Kata Kak Saito yang sesekali mengucek matanya yang tampak telah lelah berada didepan layar seharian. Saat itu mina terlihat pergi, katanya dia ingin ketoilet yang ada ditepi jalan. Aku juga sempat mendengar teriakan Haruka yang kesal pada Hideo. Entah karena apa lagi tapi sepertinya mereka akan kembali bertengkar.
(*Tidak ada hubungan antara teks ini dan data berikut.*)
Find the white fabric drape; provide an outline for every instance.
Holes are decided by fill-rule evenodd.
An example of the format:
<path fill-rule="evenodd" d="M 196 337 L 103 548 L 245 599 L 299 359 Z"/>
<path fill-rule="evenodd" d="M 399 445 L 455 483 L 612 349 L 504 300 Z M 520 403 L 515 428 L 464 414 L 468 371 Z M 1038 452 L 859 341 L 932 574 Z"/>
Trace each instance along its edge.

Petang hari segera tiba, warna langit mulai merah menyala. Makanan kami sudah matang dan kami telah siap bersantap hanya tinggal menunggu Sonoko yang pergi ketoilet. Para anggota klub seni disebelah kami telah siap duduk menghadap kearah matahari dengan peralatan masing-masing. Tapi pria yang ngambek tadi tampaknya belum kembali, Mina juga yang pergi sesaat tadi masih belum tampak.

Genta sepertinya tak sabar, tanpa menunggu dia menyambar beberapa roti isi didepannya. Yang lain terlihat kesal, tapi aku mengerti nama juga anak-anak dia pasti sudah lapar sekali.

"Kalian sepertinya sudah sangat lapar, makan duluan saja !"

Kataku membuat Genta tak sungkan lagi untuk segera melahap makanan kami. Anak yang lain pun terlihat mulai makan sedikit demi sedikit.

"Kak Ran tidak makan ?"

Tanya Conan melihat kearahku sambil memainkan kakinya kedepan dan kebelakang dari kursi tinggi yang dia duduki.

"Aku menunggu Sonoko !"

Jawabku yang sebenarnya juga sudah tidak sabar untuk ikut menyantap makanan kami. Aku hanya minum sesekali untuk menahan bunyi riuh diperutku.

"Kyaaaaaaaaaa…!"

Jeritan Sonoko menghentikan acara makan kami. Conan yang pertama kali berlari menuju asal suara. Kami menyusul dibelakangnya dengan tergesa-gesa. Aku merasa khawatir pada Sonoko. Apa yang telah terjadi hingga dia menjerit sekencang itu. Itulah pertanyaan dalam hatiku.

Setibanya disana kami dikejutkan dengan keberadaan tubuh Kak Hideo yang telah kaku berlumuran darah. Sebuah golok tajam tampak masih menancap dilehernya. Tak jauh darinya ada Sonoko dan Mina yang sedang dalam posisi saling berpelukan.